Google-Suchinteresse in verschiedenen Hype-Zyklen im Laufe der Zeit (gemessen von 50-100 Popularität für jeden Zyklus)
Betrachtet man die Hype-Zyklen der letzten zwölf Monate im engeren Sinne, so gibt es laut Morgan Stanley Grund, optimistischer als sonst zu sein, was die wahrscheinliche Dauerhaftigkeit von ChatGPT und Bard betrifft.
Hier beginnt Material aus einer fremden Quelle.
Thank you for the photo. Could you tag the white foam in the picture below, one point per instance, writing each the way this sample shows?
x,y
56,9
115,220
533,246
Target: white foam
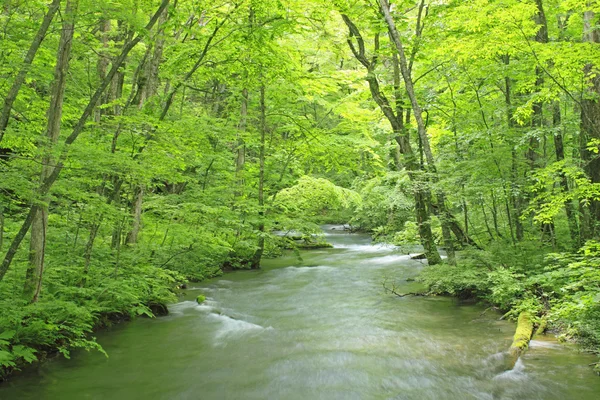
x,y
179,308
364,248
234,327
392,258
515,374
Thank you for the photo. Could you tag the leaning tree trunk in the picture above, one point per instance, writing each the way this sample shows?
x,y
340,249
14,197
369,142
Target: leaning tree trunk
x,y
590,122
418,114
33,48
261,182
395,118
35,269
77,129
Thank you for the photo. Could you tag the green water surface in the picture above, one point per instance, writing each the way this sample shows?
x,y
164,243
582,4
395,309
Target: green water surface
x,y
319,328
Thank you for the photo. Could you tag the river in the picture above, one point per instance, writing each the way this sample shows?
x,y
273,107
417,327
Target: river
x,y
317,328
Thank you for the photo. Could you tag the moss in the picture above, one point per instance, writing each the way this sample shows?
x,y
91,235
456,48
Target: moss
x,y
522,334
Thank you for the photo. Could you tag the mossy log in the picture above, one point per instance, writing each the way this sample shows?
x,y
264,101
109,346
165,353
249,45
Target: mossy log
x,y
521,339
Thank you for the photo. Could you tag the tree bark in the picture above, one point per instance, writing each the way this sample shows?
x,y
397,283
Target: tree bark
x,y
590,121
37,245
261,182
33,48
132,236
515,195
77,129
395,118
240,161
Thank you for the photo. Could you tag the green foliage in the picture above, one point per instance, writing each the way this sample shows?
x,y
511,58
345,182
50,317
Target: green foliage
x,y
564,291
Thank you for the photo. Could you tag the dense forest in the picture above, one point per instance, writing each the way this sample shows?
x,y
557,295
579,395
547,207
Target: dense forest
x,y
148,143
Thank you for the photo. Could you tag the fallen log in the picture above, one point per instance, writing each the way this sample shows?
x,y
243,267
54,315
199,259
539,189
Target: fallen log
x,y
521,338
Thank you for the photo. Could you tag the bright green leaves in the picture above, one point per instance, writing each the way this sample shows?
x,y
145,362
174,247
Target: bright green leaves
x,y
314,196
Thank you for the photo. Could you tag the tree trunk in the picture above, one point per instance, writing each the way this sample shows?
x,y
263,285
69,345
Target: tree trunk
x,y
590,121
77,129
400,135
261,182
132,236
515,194
240,161
35,269
1,226
33,48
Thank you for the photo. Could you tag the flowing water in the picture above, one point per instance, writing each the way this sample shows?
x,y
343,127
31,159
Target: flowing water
x,y
317,328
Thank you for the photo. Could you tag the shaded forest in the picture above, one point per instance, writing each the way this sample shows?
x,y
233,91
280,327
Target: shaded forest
x,y
144,144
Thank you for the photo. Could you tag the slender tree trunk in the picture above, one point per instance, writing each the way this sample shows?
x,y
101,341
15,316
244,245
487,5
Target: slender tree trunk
x,y
261,182
132,236
33,48
77,129
37,244
87,254
418,114
515,192
559,149
396,121
240,161
590,122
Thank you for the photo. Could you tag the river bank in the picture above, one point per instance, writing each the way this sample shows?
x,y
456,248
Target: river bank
x,y
320,327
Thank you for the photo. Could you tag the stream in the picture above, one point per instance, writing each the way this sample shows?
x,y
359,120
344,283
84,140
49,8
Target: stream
x,y
317,328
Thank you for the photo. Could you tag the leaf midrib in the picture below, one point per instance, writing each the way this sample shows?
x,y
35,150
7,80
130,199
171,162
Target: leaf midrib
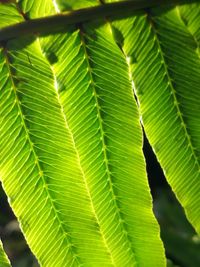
x,y
103,140
176,104
37,163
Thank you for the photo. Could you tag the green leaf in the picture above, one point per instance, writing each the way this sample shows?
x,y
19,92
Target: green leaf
x,y
71,151
165,67
4,262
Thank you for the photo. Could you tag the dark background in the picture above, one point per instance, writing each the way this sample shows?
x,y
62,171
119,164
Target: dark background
x,y
180,240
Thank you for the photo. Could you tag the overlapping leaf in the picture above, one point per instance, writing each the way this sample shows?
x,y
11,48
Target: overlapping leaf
x,y
162,50
71,150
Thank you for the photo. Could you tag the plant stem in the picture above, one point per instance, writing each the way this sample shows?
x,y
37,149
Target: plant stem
x,y
56,23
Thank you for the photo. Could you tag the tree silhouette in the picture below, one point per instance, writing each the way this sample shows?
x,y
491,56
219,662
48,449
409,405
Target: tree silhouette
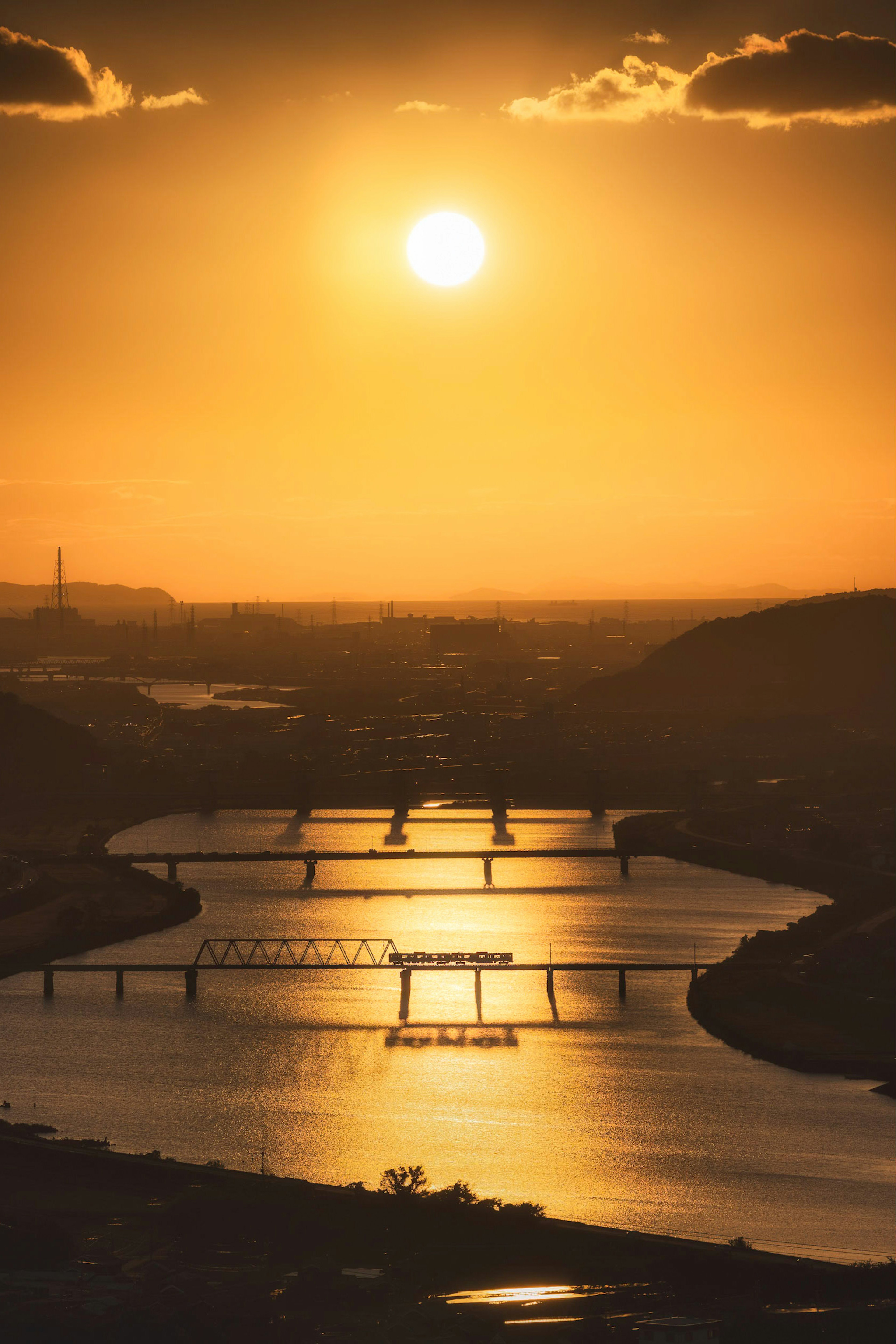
x,y
405,1181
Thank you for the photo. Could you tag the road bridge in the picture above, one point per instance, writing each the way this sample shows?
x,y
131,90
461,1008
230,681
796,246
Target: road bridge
x,y
339,955
311,858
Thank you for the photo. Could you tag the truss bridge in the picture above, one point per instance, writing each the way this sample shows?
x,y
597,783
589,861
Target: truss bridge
x,y
265,954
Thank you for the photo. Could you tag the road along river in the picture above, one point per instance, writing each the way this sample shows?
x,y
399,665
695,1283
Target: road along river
x,y
625,1113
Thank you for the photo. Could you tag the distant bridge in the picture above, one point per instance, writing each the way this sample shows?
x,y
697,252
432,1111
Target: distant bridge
x,y
311,858
328,955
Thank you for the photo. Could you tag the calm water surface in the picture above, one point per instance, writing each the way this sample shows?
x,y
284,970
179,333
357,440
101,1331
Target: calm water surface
x,y
624,1113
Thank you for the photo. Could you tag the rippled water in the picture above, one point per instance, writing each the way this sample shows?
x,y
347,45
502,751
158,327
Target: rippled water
x,y
625,1113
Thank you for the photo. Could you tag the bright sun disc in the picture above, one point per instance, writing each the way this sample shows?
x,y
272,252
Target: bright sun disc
x,y
445,249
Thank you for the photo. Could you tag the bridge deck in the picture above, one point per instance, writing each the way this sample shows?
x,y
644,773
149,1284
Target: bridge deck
x,y
347,855
516,965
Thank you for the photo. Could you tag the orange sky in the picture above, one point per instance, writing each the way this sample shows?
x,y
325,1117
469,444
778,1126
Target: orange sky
x,y
222,377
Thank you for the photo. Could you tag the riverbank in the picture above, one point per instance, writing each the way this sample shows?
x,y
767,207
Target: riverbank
x,y
816,997
150,1245
65,909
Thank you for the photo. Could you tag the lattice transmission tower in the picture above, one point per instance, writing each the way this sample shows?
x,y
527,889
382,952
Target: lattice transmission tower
x,y
60,595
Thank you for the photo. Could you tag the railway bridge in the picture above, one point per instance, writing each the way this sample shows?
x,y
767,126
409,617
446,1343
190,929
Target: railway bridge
x,y
296,956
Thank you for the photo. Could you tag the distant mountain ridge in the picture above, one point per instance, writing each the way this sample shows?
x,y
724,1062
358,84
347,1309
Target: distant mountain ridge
x,y
836,656
84,595
582,591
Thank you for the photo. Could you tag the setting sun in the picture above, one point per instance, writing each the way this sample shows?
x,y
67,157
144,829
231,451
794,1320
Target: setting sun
x,y
445,249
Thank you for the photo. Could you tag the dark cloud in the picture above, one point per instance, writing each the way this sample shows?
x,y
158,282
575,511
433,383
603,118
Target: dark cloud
x,y
847,80
58,84
37,73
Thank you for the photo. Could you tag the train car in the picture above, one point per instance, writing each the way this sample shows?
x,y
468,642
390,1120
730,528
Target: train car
x,y
451,959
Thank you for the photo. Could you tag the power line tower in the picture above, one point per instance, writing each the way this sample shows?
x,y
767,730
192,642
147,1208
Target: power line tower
x,y
60,596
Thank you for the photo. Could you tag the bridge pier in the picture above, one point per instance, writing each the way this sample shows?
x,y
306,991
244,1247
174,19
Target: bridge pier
x,y
405,1006
551,998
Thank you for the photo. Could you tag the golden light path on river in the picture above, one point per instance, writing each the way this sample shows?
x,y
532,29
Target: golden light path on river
x,y
624,1113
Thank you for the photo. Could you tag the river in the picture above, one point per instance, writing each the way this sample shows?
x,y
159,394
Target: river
x,y
625,1113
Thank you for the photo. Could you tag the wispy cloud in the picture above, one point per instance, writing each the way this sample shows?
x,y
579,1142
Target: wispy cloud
x,y
653,38
172,100
639,91
846,81
418,105
58,84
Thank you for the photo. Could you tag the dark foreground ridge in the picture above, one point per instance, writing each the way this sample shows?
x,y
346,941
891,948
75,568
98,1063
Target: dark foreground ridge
x,y
66,908
142,1249
817,995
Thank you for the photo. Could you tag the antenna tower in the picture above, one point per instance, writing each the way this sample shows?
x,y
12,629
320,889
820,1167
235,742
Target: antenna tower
x,y
60,597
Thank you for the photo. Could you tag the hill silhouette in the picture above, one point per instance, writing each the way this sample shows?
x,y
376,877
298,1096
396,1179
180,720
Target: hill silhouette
x,y
84,595
836,656
39,751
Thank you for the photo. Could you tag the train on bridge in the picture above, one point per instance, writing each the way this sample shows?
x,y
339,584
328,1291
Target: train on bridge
x,y
451,959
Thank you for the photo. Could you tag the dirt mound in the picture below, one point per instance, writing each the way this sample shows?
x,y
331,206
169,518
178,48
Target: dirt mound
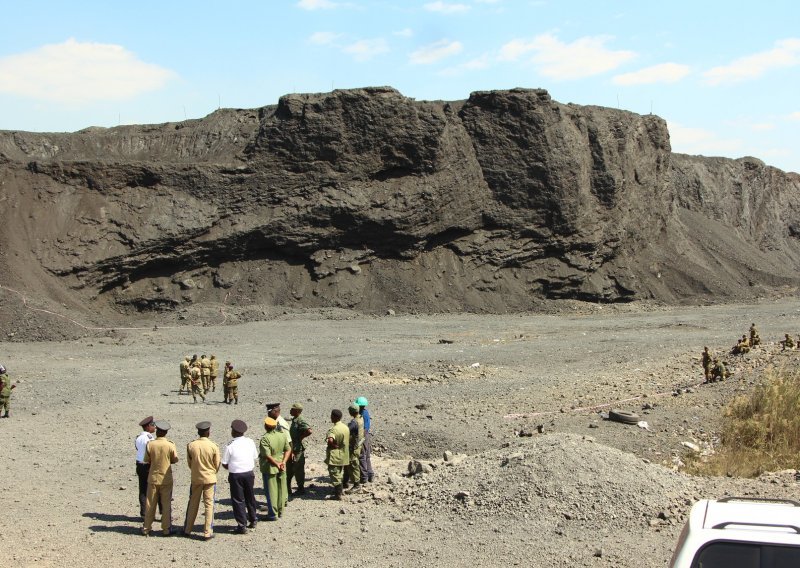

Zwar ist das Suchinteresse an ChatGPT seit seinem Höchststand im April/Mai 2023 zurückgegangen, doch fiel dieser Rückgang zusammen mit (1) einem typischen Abklingen des anfänglichen Hypes, (2) den Schulferien, (3) größerem Wettbewerb und (4) der Selbstkannibalisierung des Webkanals durch die Einführung der App im Mai. Die unten genannten Faktoren können - für sich genommen - keinen Aufschluss über die Wahrscheinlichkeit geben, dass die aktuelle KI-Rallye anhält.
Man ist jedoch der Ansicht, dass sie ein relevanter, hochfrequenter Datenpunkt bleiben, mit dem die Verbrauchernachfrage nach generativen Tools und somit die potenzielle Unternehmensnachfrage nach GPUs, Cloud- und anderen Diensten beobachtet werden kann.
ChatGPT versus Threads Sucheinteresse
Ein letzter Datenpunkt zur Messung der Verbreitung und Beständigkeit von KI-Trial-and-Error durch Unternehmen und wagnisfinanzierte Start-ups ist die Beschäftigung mit Open-Source-Modellen. Dies ist eine Kennzahl, die Morgan Stanley monatlich zu überwachen begonnen hat und die man im Laufe der Zeit weiter verfolgen wird. Zur Anzahl der generativen KI-Modelle (für Text, Bild, Audio, Video usw.), die auf Hugging Face - dem führenden Repository für Open-Source-KI-Modelle - verfügbar sind, und, was vielleicht noch nützlicher ist, die Häufigkeit ihrer Downloads, ergeben sich folgende Werte:
Derzeit gibt es 277.510 Modelle auf Hugging Face (ein Anstieg um das 20-fache in zwei Jahren) und 49.677 Datensätze. Die Top 100 wurden im Juli 434 Mio. Mal heruntergeladen, die Top 10 wurden 200 Mio. Mal heruntergeladen. Seit Januar 2021 wurden die Top-10-Modelle insgesamt 3,5 Mrd. Mal heruntergeladen. Der Umfang und die Tiefe des Ausprobierens beim Versuch, die Killer-Apps auf der Grundlage dieser Modelle zu entwickeln, befindet sich noch in der Exponentialphase.